• Everyone has to eat


    There is a widely-held belief among entrepreneurs that the food business is the best venture to invest in for the simple reason that everybody has to eat.

    From the lowliest street food vendor peddling fish balls, chicken feet and God knows what else, to the toniest restaurants where thousand peso meals are the norm, the consumption of all types of edibles is a business that is as sound as sound can be.

    In between are the regular and fast food restaurants, as well as the food stalls and kiosks that are the lifeblood of mall denizens. Go to any SM, Robinson’s or Ayala mall—or any shopping center for that matter—and witness how Filipinos will invariably stop and eat and/or drink.

    When a new food business sets up shop, it will be tried and tested by the consuming public, curious to know if this newcomer represents the next big thing in casual dining.

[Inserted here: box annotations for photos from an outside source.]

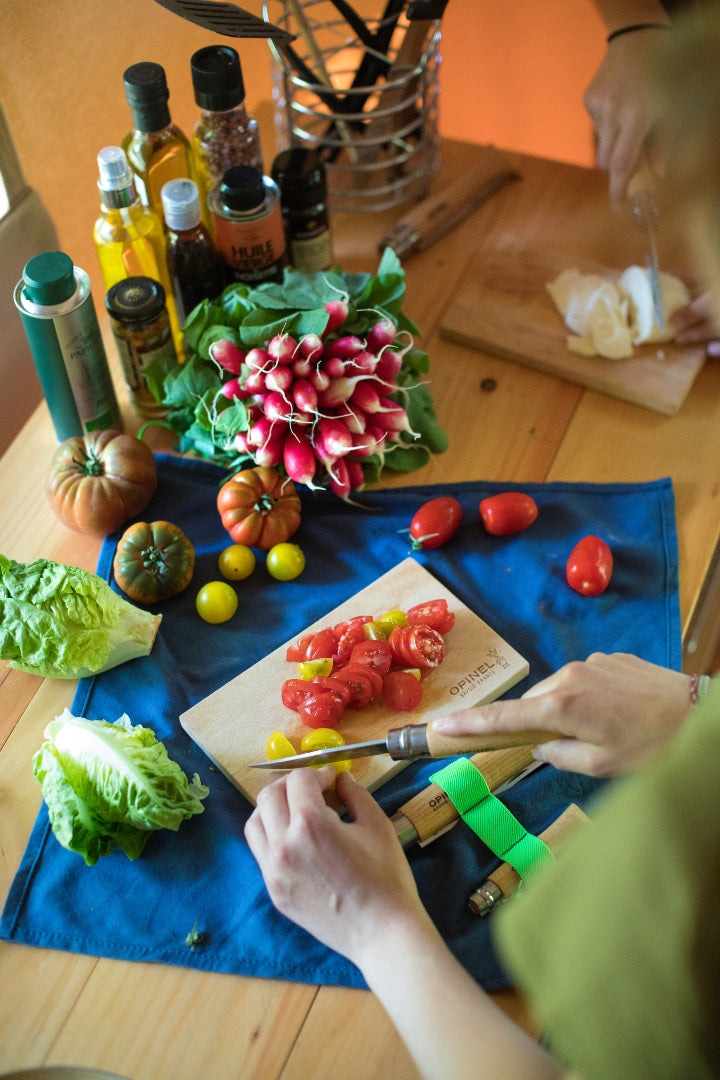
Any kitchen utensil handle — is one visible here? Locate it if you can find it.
[394,746,533,842]
[425,723,557,757]
[467,802,589,915]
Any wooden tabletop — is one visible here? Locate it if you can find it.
[0,144,720,1080]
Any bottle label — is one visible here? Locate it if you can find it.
[213,198,286,284]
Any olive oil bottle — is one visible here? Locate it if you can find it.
[93,146,181,350]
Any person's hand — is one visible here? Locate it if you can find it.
[583,29,667,210]
[670,293,720,356]
[432,652,690,777]
[245,767,429,963]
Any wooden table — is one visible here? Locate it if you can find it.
[0,144,720,1080]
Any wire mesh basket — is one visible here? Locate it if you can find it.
[262,0,441,213]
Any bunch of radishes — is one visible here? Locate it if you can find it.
[209,300,417,499]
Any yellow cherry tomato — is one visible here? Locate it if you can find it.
[267,543,305,581]
[300,728,353,772]
[266,731,297,761]
[217,543,256,581]
[195,581,237,623]
[298,657,332,679]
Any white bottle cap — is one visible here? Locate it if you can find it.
[160,179,202,232]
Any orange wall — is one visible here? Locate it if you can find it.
[0,0,603,297]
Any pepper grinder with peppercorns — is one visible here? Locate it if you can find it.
[190,45,262,210]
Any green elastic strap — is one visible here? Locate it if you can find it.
[430,757,555,880]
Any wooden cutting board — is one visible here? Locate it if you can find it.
[180,558,529,804]
[440,237,705,416]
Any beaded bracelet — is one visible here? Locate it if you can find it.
[690,675,710,705]
[608,23,673,44]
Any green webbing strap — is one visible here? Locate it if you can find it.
[430,757,555,879]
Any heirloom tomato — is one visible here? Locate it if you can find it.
[410,495,462,551]
[112,522,195,604]
[565,535,613,596]
[217,465,301,551]
[479,491,538,537]
[45,430,158,537]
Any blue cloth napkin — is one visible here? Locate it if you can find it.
[0,455,680,990]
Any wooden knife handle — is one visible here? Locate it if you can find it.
[393,746,533,842]
[425,721,558,757]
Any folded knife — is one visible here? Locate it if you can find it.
[627,162,665,333]
[249,724,557,769]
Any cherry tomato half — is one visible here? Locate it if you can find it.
[410,495,462,551]
[479,491,538,537]
[565,535,613,596]
[382,671,422,713]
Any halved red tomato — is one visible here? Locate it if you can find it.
[405,598,456,634]
[382,671,422,712]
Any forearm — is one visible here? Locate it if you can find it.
[593,0,670,33]
[359,916,562,1080]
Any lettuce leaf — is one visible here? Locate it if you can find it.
[0,555,162,678]
[32,708,208,866]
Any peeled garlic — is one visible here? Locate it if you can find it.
[546,266,690,360]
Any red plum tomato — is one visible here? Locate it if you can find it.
[479,491,538,537]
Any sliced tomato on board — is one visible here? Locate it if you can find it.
[350,627,395,675]
[382,671,422,713]
[405,599,456,634]
[388,623,445,667]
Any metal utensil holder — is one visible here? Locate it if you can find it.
[263,0,441,213]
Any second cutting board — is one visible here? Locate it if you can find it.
[440,237,705,416]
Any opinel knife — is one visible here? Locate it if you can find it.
[249,723,557,769]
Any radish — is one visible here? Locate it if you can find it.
[316,417,353,458]
[208,338,245,375]
[367,315,397,352]
[245,348,275,372]
[264,363,293,393]
[300,334,323,361]
[283,431,317,487]
[293,379,317,413]
[268,334,298,364]
[263,390,293,420]
[323,296,350,338]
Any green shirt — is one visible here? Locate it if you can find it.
[493,679,720,1080]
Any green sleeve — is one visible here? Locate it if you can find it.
[492,679,720,1080]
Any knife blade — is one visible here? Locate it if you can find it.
[249,724,557,769]
[627,161,665,333]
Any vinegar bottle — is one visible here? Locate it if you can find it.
[162,180,229,323]
[93,146,181,351]
[122,62,195,218]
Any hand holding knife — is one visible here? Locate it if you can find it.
[249,721,557,770]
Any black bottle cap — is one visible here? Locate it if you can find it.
[105,278,165,323]
[220,165,264,211]
[123,60,169,132]
[190,45,245,112]
[272,146,327,210]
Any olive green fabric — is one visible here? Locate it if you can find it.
[492,678,720,1080]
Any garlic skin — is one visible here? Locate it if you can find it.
[546,266,690,360]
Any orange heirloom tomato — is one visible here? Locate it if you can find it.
[112,522,195,604]
[217,465,301,551]
[45,429,158,536]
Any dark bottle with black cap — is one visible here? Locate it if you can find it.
[122,60,195,220]
[190,45,262,209]
[272,146,332,273]
[207,165,287,285]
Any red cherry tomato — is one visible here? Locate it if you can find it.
[410,495,462,551]
[388,624,445,667]
[565,535,613,596]
[479,491,538,537]
[405,599,456,634]
[382,671,422,712]
[350,627,395,675]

Very casual dining in the case of the smaller kiosks.

    Indeed, Metro Manila has become a diner’s paradise. Just about every street corner will have some eatery that offers standard comfort foods like adobo or pancit or siopao and siomai.

    But the adventurous streak of the Pinoy can be seen in his appetite for foods deemed strange by Westerners, led by the perpetual favorite of balut.

    Over the decades, some foods have sold better than others. Recall for example, that in the 1980s, lechon manok was sold everywhere, literally everywhere. In the decade before that, hot pan de sal became the business to invest in based on the premise that all Filipinos ate pan de sal every morning.

    What the hot pan de sal and lechon manok entrepreneurs didn’t consider was that an oversupply of their main product in any community was a recipe for eventual failure.

    Alas, some would-be businessmen never learn. A couple of years ago, pearl tea businesses sprouted all over the metropolis. Then there was that oddity known as the ‘scramble’ or ‘scrumble’ depending on how an entrepreneur wanted to dub the mixed ice concoction.

    Now, it is worth noting that siomai stalls are as ubiquitous as the lechon manok outlets of the past. We expect a few to survive and others to go the way of the forgotten fad foods of the past.